Sosiolog: Kasus COVID-19 di Jakarta Sebenarnya Mencapai 76.605 Orang

Jakarta, IDN Times - Profesor madya bidang sosiologi bencana pada Nanyang Technological University (NTU), Singapura, Sulfikar Amir melakukan permodelan estimasi jumlah kasus virus corona atau COVID-19 di DKI Jakarta.
Berdasarkan permodelan tersebut muncul angka bahwa kasus COVID-19 di Jakarta sudah mencapai 76.605 orang.
"Kita estimasi mestinya dengan asumsi bahwa perilaku COVID-19 ini universal, artinya mau di New York city, di Singapura, semuanya sama adalah kira-kira jumlah kasusnya sudah seperti ini 76.605," kata dia saat dihubungi IDN Times, Senin (20/4).
1. Sesuaikan data dengan enam kota yang punya karakteristik sama seperti Jakarta

Permodelan ini dilihat dari perilaku manusia dan bagaimana penyebaran penyakit ini difasilitasi oleh perilaku serta respons masyarakat.
Dia dan timnya menggunakan pendekatan proxy method, dengan mengolah data dari orang lain guna melihat apa yang akan terjadi di Jakarta.
Setidaknya ada enam kota yang memiliki karakteristik yang sama dengan Jakarta yang diambil datanya. Enam kota tersebut adalah Ile De France, Daegu, Berlin, Wuhan, NYC dan Barcelona.
"Kita mengambil variabel kepadatan penduduk sebagai salah satu faktor yang mempengaruhi penyebaran virus corona," kata dia.
2. Jauh lebih tinggi dari angka yang ditampilkan pemerintah

Dari formula yang dibuat ditemukan satu korelasi yang cukup konsisten dari sumbu y yakni infection interval per hari dan sumbu x yaitu adalah populations density per orang per kilometer.
Maka dari itu, muncullah data 76.605 Kasus yang sebenarnya sedang terjadi di Jakarta saat ini.
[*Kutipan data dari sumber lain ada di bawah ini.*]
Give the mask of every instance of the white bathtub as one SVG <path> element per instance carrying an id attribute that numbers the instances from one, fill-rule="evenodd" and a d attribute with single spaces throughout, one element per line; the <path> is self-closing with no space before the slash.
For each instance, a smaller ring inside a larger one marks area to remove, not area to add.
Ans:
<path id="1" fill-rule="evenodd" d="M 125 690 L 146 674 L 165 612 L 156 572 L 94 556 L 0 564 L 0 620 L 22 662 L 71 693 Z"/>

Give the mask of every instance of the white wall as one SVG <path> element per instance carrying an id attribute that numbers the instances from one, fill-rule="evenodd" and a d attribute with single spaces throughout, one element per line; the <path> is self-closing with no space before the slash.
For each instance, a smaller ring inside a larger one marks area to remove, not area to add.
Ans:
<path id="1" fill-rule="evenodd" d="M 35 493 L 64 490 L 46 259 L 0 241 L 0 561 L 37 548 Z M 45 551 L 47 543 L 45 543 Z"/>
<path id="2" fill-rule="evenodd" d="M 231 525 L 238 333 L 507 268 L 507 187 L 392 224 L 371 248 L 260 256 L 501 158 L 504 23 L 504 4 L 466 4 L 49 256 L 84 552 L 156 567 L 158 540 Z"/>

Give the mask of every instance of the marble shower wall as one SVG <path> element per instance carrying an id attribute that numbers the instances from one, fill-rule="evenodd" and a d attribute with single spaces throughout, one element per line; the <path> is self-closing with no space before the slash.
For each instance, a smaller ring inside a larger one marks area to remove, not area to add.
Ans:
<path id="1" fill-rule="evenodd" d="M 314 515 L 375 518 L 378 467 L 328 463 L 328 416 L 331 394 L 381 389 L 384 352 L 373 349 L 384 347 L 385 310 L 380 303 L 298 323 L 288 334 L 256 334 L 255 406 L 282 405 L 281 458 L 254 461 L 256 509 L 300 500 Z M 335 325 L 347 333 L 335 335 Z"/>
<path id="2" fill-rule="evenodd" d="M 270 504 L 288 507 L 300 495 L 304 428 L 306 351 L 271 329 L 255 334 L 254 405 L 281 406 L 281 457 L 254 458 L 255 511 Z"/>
Walaupun bisa dibilang ada sedikit pengaruh iklim sekitar 20 persen menjadi 40.000 Kasus.
"Tapi tetap saja jauh lebih tinggi dibanding angka 2.000 yang sekarang diberikan oleh pemerintah," ujar dia.
3. Data mencakup OTG, ODP, PDP dan positif

Data yang didapatkan dari estimasi infeksi oleh Sulfikar ini mencakup orang-orang yang berada dalam kategori orang dalam pengawasan (ODP), pasien dalam pemantauan (PDP), pasien positif, hingga hanya yang sekadar orang tanpa gejala (OTG).
Data yang diambil juga menyesuaikan dengan 30 hari pertama Kasus COVID-19 masuk ke enam kota tersebut, di mana masih terjadi penyebaran alamiah tanpa intervensi.
"Data range waktunya itu dua sampai tiga minggu pertama pada saat virus nya itu menyebar secara alamiah jadi belum ada intervensi social distancing atau lockdown," ujar dia.
4. Permodelan ini dilihat dari kacamata fenomena sosial COVID-19

Sulfikar menjelaskan pontensi estimasi ini dilakukan dengan melihat COVID-19 melalui kacamata sosiologi.
Karena menurutnya, kasus COVID-19 bisa dilihat dari dua kacamata, yakni fenomena biologis, di mana virus masuk ke dalam tubuh dan menyebabkan penyakit.
Lalu, dilihat dari kacamata sosiologi. Virus bisa dilihat sebagai fenomena sosial karena penyebarannya difasilitasi oleh interaksi sosial.
"Seluruh tindakan yang dilakukan selama ini sebenarnya adalah solusi sosial, seperti social distancing, lockdown, itu solusi sosial," kata dia.